MedScan (indra.sources.medscan)¶
MedScan is Elsevier’s proprietary text-mining system for reading the biological literature. This INDRA module enables processing output files (in CSXML format) from the MedScan system into INDRA Statements.
MedScan API (indra.sources.medscan.api)¶
-
indra.sources.medscan.api.process_directory(directory_name, lazy=False)[source]¶ Processes a directory filled with CSXML files, first normalizing the character encodings to utf-8, and then processing into a list of INDRA statements.
Parameters: - directory_name (str) – The name of a directory filled with csxml files to process
- lazy (bool) – If True, the statements will not be generated immediately, but rather a generator will be formulated, and statements can be retrieved by using iter_statements. If False, the statements attribute will be populated immediately. Default is False.
Returns: mp – A MedscanProcessor populated with INDRA statements extracted from the csxml files
Return type:
-
indra.sources.medscan.api.process_directory_statements_sorted_by_pmid(directory_name)[source]¶ Processes a directory filled with CSXML files, first normalizing the character encoding to utf-8, and then processing into INDRA statements sorted by pmid.

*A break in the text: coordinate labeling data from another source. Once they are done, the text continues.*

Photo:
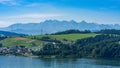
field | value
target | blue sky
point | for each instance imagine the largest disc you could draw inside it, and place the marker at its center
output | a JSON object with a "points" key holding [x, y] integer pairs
{"points": [[29, 11]]}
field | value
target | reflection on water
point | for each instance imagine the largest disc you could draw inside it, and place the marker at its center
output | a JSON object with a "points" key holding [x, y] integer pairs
{"points": [[25, 62]]}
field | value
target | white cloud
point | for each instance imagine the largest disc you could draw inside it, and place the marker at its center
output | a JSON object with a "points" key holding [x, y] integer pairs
{"points": [[34, 16], [4, 23], [9, 2]]}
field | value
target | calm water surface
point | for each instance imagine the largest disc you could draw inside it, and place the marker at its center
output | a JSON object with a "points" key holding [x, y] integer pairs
{"points": [[26, 62]]}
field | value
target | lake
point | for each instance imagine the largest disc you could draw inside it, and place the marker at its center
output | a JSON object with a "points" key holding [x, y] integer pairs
{"points": [[26, 62]]}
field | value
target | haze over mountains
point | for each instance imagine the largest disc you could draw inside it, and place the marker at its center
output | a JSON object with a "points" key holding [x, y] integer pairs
{"points": [[52, 26]]}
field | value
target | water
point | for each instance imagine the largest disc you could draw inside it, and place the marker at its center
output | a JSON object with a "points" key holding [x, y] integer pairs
{"points": [[26, 62]]}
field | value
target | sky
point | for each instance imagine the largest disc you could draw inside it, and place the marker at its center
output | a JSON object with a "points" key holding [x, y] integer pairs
{"points": [[36, 11]]}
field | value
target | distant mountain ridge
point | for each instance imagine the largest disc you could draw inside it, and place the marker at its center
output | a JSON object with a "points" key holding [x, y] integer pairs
{"points": [[6, 33], [52, 26]]}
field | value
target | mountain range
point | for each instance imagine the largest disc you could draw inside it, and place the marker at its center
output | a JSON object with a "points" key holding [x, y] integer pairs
{"points": [[52, 26]]}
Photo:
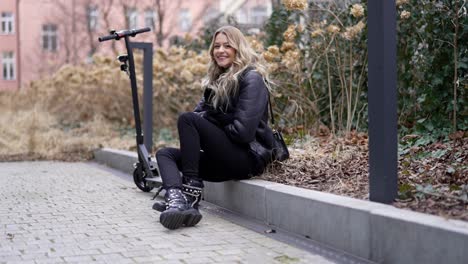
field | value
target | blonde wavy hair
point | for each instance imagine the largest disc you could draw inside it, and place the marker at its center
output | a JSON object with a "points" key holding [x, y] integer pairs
{"points": [[225, 82]]}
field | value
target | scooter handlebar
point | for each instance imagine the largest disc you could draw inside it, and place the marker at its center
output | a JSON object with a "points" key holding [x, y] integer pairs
{"points": [[123, 33]]}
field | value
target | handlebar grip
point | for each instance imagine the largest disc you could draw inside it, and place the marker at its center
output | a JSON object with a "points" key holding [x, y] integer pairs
{"points": [[105, 38], [124, 33], [141, 30]]}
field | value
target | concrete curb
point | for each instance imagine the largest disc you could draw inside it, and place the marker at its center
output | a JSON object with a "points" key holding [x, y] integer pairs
{"points": [[373, 231]]}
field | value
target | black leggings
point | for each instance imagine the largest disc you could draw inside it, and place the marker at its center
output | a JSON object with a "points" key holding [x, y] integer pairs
{"points": [[206, 153]]}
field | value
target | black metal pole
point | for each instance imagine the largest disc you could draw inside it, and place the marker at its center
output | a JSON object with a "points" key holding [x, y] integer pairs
{"points": [[147, 48], [382, 101], [136, 107]]}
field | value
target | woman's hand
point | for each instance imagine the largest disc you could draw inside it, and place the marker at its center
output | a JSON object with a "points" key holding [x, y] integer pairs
{"points": [[218, 117]]}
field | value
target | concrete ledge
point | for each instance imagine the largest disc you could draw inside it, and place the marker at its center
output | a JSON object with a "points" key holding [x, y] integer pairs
{"points": [[377, 232], [118, 159]]}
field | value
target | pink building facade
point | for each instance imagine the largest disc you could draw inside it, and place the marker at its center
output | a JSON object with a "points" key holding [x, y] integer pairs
{"points": [[39, 36]]}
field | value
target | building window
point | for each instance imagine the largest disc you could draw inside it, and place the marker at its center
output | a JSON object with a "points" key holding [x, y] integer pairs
{"points": [[241, 16], [49, 37], [93, 18], [185, 20], [131, 16], [8, 66], [8, 23], [211, 15], [259, 15], [150, 18]]}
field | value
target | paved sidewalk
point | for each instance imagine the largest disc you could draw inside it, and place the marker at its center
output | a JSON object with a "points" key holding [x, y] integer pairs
{"points": [[54, 212]]}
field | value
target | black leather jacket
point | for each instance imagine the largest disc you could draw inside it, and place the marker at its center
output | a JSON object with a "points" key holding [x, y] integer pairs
{"points": [[245, 120]]}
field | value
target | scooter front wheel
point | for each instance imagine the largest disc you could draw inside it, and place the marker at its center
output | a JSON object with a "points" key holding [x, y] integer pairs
{"points": [[140, 180]]}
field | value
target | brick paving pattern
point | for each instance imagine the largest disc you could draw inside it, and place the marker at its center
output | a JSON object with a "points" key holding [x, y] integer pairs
{"points": [[56, 212]]}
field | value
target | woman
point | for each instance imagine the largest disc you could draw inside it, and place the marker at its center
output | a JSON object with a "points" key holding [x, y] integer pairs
{"points": [[226, 137]]}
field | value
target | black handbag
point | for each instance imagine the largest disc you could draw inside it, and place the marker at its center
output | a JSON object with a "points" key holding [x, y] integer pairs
{"points": [[280, 150]]}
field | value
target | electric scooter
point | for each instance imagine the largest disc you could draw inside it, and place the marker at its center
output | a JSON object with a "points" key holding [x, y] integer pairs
{"points": [[145, 174]]}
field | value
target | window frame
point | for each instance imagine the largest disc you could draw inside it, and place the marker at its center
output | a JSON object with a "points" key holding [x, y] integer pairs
{"points": [[92, 14], [131, 16], [8, 66], [150, 15], [49, 37], [185, 20], [7, 23]]}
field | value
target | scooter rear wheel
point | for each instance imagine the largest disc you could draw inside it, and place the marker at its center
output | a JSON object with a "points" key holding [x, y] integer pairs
{"points": [[140, 180]]}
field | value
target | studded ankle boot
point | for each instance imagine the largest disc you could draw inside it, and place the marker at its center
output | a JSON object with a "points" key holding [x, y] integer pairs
{"points": [[176, 209]]}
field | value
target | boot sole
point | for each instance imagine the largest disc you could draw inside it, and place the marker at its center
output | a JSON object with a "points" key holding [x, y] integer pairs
{"points": [[193, 217], [172, 219]]}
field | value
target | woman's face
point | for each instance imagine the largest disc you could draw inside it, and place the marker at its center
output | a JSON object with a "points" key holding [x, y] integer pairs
{"points": [[223, 53]]}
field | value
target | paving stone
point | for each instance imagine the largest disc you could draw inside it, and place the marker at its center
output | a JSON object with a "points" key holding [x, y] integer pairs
{"points": [[57, 212]]}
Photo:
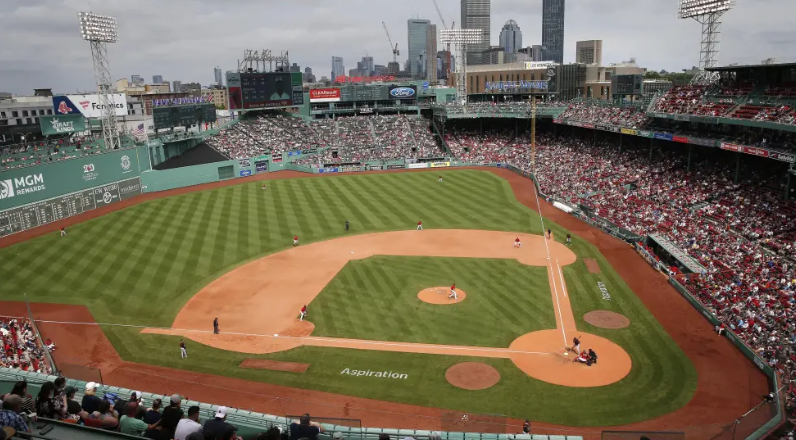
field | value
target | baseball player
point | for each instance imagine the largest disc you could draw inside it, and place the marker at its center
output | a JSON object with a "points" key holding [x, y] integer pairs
{"points": [[183, 351], [575, 345], [303, 312]]}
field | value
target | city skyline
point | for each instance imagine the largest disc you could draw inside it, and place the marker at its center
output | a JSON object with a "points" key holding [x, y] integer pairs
{"points": [[63, 60]]}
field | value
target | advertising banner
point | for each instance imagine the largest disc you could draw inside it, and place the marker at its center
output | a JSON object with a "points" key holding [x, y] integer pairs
{"points": [[403, 92], [732, 147], [755, 151], [62, 124], [87, 105], [325, 95], [664, 136]]}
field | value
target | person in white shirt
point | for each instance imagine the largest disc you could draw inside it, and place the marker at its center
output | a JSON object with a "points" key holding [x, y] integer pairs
{"points": [[188, 426]]}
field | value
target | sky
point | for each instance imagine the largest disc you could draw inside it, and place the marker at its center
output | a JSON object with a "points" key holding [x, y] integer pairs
{"points": [[40, 44]]}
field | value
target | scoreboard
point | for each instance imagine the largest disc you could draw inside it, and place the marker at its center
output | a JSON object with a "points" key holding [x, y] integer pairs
{"points": [[47, 211], [183, 115], [253, 90]]}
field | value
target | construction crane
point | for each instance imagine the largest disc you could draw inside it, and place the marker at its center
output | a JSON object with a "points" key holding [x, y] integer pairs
{"points": [[395, 51]]}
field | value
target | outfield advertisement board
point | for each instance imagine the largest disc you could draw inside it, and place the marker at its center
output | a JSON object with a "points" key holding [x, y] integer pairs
{"points": [[27, 185], [63, 124], [47, 211], [88, 105]]}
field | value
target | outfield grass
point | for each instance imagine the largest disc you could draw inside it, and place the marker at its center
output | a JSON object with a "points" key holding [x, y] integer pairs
{"points": [[376, 299], [139, 266]]}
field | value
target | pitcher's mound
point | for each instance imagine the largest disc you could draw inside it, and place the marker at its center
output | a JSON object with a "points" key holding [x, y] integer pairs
{"points": [[472, 376], [439, 295], [606, 319]]}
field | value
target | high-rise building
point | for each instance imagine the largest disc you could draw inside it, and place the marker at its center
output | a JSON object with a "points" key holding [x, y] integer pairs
{"points": [[431, 53], [338, 69], [553, 30], [589, 52], [511, 37], [418, 32], [367, 66], [476, 14]]}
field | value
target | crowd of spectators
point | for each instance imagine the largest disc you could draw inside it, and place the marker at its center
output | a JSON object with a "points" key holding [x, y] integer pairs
{"points": [[20, 346], [35, 153]]}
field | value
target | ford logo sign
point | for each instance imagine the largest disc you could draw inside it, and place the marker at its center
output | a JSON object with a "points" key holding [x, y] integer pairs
{"points": [[402, 92]]}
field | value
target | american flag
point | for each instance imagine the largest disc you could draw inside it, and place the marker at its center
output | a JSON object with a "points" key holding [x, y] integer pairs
{"points": [[139, 131]]}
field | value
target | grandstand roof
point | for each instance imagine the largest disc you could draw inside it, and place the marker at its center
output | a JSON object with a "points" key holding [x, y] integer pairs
{"points": [[751, 66]]}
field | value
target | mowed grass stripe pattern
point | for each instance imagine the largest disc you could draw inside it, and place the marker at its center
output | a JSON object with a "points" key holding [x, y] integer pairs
{"points": [[376, 299], [140, 265]]}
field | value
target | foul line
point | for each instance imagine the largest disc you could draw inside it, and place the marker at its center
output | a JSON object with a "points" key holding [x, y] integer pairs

Parameters: directory_name (str) – The name of a directory filled with csxml files to process Returns: pmid_dict – A dictionary mapping pmids to a list of statements corresponding to that pmid Return type: dict
-
indra.sources.medscan.api.process_file(filename, interval=None, lazy=False)[source]¶ Process a CSXML file for its relevant information.
Consider running the fix_csxml_character_encoding.py script in indra/sources/medscan to fix any encoding issues in the input file before processing.
-
indra.sources.medscan.api.filename¶ The csxml file, containing Medscan XML, to process
Type: str
-
indra.sources.medscan.api.interval¶ Select the interval of documents to read, starting with the `start`th document and ending before the `end`th document. If either is None, the value is considered undefined. If the value exceeds the bounds of available documents, it will simply be ignored.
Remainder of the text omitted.